Headline
CVE-2022-41485: Bug-Report/tenda-AC6- 0x47ce00.md at main · Davidteeri/Bug-Report
Tenda AC1200 US_AC6V2.0RTL_V15.03.06.51_multi_TDE01 was discovered to contain a buffer overflow in the 0x47ce00 function. This vulnerability allows attackers to cause a Denial of Service (DoS) via a crafted request.
Vulnerability Report
Vendor: Tenda
Product: AC1200 Smart Dual-Band WiFi Router
Version: US_AC6V2.0RTL_V15.03.06.51_multi_TDE01(Download Link:https://www.tendacn.com/download/detail-3794.html)
Type: Buffer Overflow
Vulnerability description
We found a buffer overflow vulnerability in AC1200 with firmware which was released recently, allows remote attackers to destory the execution memory from a crafted request.
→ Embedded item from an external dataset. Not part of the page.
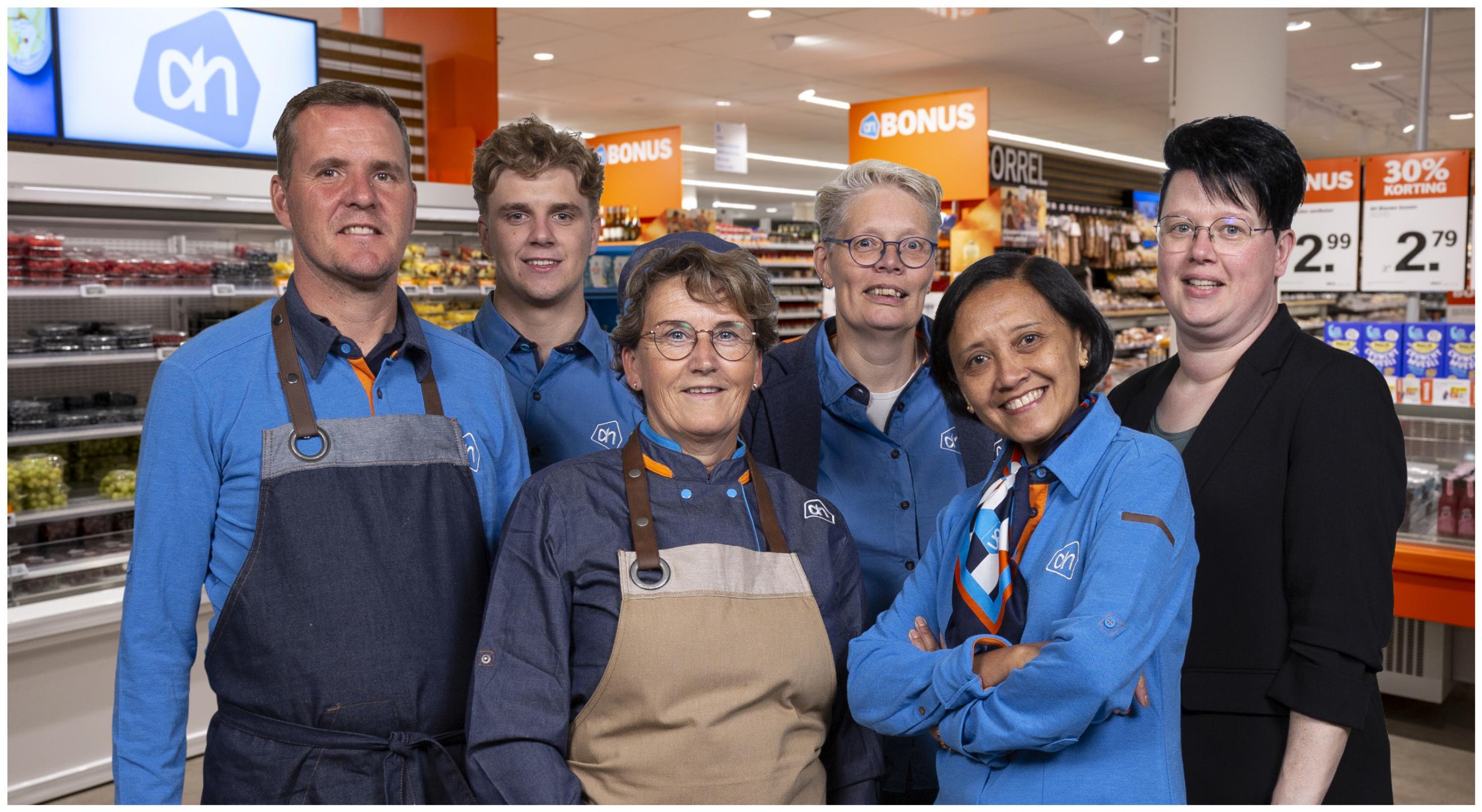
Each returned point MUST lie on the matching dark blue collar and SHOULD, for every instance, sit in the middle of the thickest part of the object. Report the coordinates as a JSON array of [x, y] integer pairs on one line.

This can cause a denial of service or impact code execution.
Remote Command Execution
In httpd binary:
In function 0x47ce00, name is allocated a buffer of 0x1000 bytes for storing a variable. This value is passed to the 0x47bd44 (rtl_hw_add_list) function for processing.
In 0x47bd44, the name is copied to new through strcpy. The buffer size allocated by new is 0x488. There is no length check for that before copying. This can lead to buffer overflows.